Tyrosine kinase inhibitors (TKIs) are the mainstay of treatment for patients with EGFR mutation–positive non–small cell lung cancer (NSCLC), according to the most recent guideline on management of NSCLC issued by the National Comprehensive Cancer Network (NCCN).
Version 4.2016 of the guideline recommends EGFR testing as part of broader molecular testing in patients with NSCLC. The guideline describes the evolving strategies to personalize medicine in lung cancer.
“EGFR testing should not be limited to patients who have a high probability of having an EGFR mutation. EGFR testing should be done for every patient with a nonsquamous histology,” said Rogerio Lilenbaum, MD, at the NCCN 21st Annual Conference. “It’s important that clinical enrichment is no longer a criterion to guide molecular testing. It should be routine in clinical practice.”
Survival is enhanced when patients with lung adenocarcinoma receive appropriate therapy for their molecular alteration compared with patients who have wild-type lung cancer or who have molecular alterations but do not receive appropriate treatment, noted Dr Lilenbaum, Professor of Medicine, Yale Cancer Center, New Haven, CT.
Without information about EGFR testing, treatment should not be initiated with a TKI, Dr Lilenbaum advised. “If you need to treat someone quickly...even if you anticipate a high probability of EGFR mutation, use chemotherapy first, and switch to a TKI when the information comes back.”
How tumors are molecularly profiled is a work in progress, he said. A multidisciplinary collaboration at Yale resulted in a tiered approach to tumor profiling. Tier 1 is reflex testing in which any patient with a diagnosis of nonsquamous NSCLC has a tumor sample automatically sent to the molecular profiling lab for testing of 8 genes, most of which are actionable, and the results are sent to the clinicians in 5 to 7 days. If Tier 1 testing is negative, a sample is sent for analysis using the Oncomine Cancer Panel, a panel of >140 genes and >40 translocations or fusions. Tier 3 is whole exome sequencing with future custom panels.

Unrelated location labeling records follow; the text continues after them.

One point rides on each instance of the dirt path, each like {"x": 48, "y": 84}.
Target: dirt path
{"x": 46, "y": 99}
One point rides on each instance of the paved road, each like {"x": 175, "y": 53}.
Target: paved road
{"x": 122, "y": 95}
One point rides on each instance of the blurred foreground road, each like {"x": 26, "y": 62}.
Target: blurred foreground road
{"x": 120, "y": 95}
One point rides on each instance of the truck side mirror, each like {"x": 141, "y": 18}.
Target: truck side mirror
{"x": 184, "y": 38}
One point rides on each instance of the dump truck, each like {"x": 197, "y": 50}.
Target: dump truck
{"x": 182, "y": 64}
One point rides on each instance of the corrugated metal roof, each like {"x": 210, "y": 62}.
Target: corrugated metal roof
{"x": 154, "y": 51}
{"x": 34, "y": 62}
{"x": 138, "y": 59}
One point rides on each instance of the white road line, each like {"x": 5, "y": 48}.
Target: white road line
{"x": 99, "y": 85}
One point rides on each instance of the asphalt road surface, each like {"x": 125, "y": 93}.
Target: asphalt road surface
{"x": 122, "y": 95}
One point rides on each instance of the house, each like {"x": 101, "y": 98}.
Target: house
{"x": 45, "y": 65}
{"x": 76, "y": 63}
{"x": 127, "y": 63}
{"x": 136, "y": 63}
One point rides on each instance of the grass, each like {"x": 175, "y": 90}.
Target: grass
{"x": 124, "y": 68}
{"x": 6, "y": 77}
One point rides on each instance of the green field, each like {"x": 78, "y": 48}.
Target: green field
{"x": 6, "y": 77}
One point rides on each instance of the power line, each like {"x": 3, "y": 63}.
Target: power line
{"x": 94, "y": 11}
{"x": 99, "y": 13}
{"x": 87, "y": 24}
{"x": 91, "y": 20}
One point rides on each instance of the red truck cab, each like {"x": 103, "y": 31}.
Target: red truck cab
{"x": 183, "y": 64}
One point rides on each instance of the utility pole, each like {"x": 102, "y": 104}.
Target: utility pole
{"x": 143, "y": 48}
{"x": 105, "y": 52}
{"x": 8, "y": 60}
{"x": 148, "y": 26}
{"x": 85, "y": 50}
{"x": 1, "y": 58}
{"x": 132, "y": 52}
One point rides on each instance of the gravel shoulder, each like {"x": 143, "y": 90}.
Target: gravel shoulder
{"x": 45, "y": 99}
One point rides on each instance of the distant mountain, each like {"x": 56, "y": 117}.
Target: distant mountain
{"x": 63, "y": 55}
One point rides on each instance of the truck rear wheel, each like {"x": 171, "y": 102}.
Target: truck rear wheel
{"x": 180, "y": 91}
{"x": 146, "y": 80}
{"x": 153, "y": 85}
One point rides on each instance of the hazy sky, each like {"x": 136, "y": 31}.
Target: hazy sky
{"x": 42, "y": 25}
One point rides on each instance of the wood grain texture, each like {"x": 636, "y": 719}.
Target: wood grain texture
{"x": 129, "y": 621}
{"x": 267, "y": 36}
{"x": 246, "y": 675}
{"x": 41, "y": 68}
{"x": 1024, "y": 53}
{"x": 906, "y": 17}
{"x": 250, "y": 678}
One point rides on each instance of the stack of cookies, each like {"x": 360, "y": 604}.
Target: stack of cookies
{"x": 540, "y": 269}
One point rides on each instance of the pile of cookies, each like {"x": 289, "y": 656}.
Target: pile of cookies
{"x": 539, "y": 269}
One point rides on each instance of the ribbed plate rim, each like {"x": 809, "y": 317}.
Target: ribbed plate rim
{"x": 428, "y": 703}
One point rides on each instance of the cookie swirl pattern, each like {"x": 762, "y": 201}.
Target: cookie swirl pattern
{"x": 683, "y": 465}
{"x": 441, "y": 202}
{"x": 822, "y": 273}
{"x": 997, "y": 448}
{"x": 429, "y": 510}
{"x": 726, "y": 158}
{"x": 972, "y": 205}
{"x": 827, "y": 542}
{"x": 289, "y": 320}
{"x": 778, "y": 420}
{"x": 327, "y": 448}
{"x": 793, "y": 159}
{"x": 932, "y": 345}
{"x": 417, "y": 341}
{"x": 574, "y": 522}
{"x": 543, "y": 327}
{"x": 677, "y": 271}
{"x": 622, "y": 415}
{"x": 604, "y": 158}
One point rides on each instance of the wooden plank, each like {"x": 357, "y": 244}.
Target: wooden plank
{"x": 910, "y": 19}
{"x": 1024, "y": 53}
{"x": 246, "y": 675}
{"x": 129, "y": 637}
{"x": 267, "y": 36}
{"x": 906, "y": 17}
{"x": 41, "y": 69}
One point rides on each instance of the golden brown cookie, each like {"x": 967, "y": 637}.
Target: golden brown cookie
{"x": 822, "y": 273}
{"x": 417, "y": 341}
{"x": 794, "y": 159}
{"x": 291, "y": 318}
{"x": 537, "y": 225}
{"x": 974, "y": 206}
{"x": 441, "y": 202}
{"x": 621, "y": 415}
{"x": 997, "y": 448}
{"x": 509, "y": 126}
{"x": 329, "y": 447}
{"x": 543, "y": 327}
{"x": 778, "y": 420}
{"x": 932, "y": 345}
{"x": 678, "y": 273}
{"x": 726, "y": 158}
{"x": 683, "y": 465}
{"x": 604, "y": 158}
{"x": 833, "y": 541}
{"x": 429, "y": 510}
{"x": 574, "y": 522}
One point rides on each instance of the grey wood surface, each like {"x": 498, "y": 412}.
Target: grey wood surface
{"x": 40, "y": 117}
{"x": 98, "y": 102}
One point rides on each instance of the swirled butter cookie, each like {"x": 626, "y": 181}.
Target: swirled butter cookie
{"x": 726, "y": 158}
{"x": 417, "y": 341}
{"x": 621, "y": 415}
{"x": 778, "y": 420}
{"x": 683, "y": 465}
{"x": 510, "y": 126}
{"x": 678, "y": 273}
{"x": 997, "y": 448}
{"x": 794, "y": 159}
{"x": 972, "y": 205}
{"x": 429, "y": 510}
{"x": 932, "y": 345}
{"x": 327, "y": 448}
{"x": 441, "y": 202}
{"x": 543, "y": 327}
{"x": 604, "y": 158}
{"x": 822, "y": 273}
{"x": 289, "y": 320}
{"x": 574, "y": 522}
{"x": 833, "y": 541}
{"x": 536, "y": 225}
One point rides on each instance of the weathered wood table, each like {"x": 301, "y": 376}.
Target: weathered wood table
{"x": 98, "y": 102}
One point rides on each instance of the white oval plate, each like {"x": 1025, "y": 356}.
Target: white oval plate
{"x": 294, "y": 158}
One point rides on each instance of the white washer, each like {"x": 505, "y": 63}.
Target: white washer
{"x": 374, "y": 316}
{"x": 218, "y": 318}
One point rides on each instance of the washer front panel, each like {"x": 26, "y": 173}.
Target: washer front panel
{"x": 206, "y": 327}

Dr Lilenbaum pointed to data showing a consistent advantage on the end point of progression-free survival (PFS) to selecting a TKI (erlotinib, afatinib, or gefitinib) as first-line therapy in EGFR mutation–positive NSCLC. Of these, afatinib also demonstrated an improvement in overall survival over chemotherapy. In the lone comparison between TKIs in this setting, afatinib was associated with superior overall response rate, PFS, and time to failure compared with gefitinib.
Most patients with EGFR-positive NSCLC will experience disease progression following initiation of a TKI, at which time they have developed acquired resistance, most often a T790M mutation being the mechanism behind acquired resistance, said Leora Horn, MD, MSc, Clinical Director, Thoracic Oncology Research Program, Vanderbilt-Ingram Cancer Center, Nashville, TN.
“The type of progression drives second-line treatment,” she said. Switching therapy is recommended for patients with systemic disease progression characterized by multiple new lesions and multiple sites of disease. For patients with oligo-progression, maintaining the patient’s current TKI is a reasonable action, said Dr Horn.
For progression only in the central nervous system (CNS), radiation of the lesions in the CNS while maintaining the patient’s TKI is an appropriate course, “although switching to third- or fourth-generation TKIs may eventually prove more effective,” she said.
Before switching systemic therapy, all patients should have a biopsy to evaluate for T790M, said Dr Horn. A serum-based test is an option in patients in whom a tissue biopsy is not possible.
Version 4.2016 of the guideline recommends osimertinib, a third-generation TKI, or continuation of erlotinib, afatinib, or gefitinib as subsequent therapy upon progression in asymptomatic patients with a sensitizing EGFR mutation. For symptomatic patients, the subsequent therapy is based on the site of progression.